I woke up with my blindfold still on, feeling pinpricks of cold on my face. I finally removed the blindfold, and looked up to see that snow had fallen overnight. The spot in which I buried my memory is covered with snow, but I still have a general idea of where it is. Also, I can still hear it singing.
This is quite a predicament. As I wrote yesterday, if I weave through the forest and find my way home in any way that can be retraced, the memory will call me back, beg me to dig it back up. Snow presents a serious problem because of this right here:
Not only would I produce a track that I could follow back to my memory in a moment of weakness, but others could follow it as well. And I am not ready to consider the consequences of having the memory dug up by someone else and stolen.

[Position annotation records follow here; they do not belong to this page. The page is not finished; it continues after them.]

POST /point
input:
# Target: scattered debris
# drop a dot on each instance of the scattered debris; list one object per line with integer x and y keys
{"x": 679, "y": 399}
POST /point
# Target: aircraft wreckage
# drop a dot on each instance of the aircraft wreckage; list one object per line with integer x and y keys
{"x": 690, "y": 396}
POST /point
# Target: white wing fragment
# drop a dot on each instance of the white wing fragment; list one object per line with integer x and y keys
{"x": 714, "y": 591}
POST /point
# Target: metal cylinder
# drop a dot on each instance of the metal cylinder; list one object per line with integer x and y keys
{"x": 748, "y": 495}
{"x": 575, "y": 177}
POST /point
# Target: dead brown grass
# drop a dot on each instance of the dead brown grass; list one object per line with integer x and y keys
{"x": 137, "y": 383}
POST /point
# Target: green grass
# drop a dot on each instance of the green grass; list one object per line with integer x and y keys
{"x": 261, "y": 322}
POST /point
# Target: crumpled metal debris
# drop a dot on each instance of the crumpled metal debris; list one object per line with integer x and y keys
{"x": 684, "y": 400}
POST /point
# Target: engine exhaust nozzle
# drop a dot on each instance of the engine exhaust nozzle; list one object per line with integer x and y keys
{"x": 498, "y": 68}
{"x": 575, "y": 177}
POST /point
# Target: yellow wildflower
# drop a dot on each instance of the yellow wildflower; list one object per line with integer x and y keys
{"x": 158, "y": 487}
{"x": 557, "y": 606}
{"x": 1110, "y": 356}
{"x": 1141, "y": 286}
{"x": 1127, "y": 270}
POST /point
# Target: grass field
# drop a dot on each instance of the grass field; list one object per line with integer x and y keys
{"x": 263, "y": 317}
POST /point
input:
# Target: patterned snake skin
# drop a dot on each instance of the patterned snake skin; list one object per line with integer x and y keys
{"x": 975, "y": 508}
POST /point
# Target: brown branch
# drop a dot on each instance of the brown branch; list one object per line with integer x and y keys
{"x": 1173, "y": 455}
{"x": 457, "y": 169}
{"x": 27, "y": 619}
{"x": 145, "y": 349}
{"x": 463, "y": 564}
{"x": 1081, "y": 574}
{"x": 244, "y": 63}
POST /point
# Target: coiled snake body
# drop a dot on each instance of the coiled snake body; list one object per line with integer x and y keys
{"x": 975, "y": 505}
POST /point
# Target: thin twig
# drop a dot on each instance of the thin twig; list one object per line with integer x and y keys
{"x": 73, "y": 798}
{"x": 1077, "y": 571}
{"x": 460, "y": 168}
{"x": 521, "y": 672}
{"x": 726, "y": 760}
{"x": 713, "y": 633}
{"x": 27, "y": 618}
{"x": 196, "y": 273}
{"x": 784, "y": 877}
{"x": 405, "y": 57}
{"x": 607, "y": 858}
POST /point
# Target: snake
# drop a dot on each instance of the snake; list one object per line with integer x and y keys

So I will stay here for now. There are some berries growing nearby. And I can melt snow for water. I saw a coyote earlier, and called him over to cuddle with me. I'll fall into a chilly trance with my coyote and daydream--sometimes this is the best way to solve problems.
But before that. Let me consider this footprint in the snow. A footprint. An indentation. It is not a thing itself, but rather it is the mark of a lack of a thing. Something that was once there--pressure and warmth and physicality and weight--and that is now gone. A reminder of what is missing.
Will this memory that I'm abandoning leave a footprint in the SELF?
Thinking of this mark of absence makes me feel melancholy. On the other hand, perhaps it's comforting knowing that absence doesn't only take something away, it also adds a mark.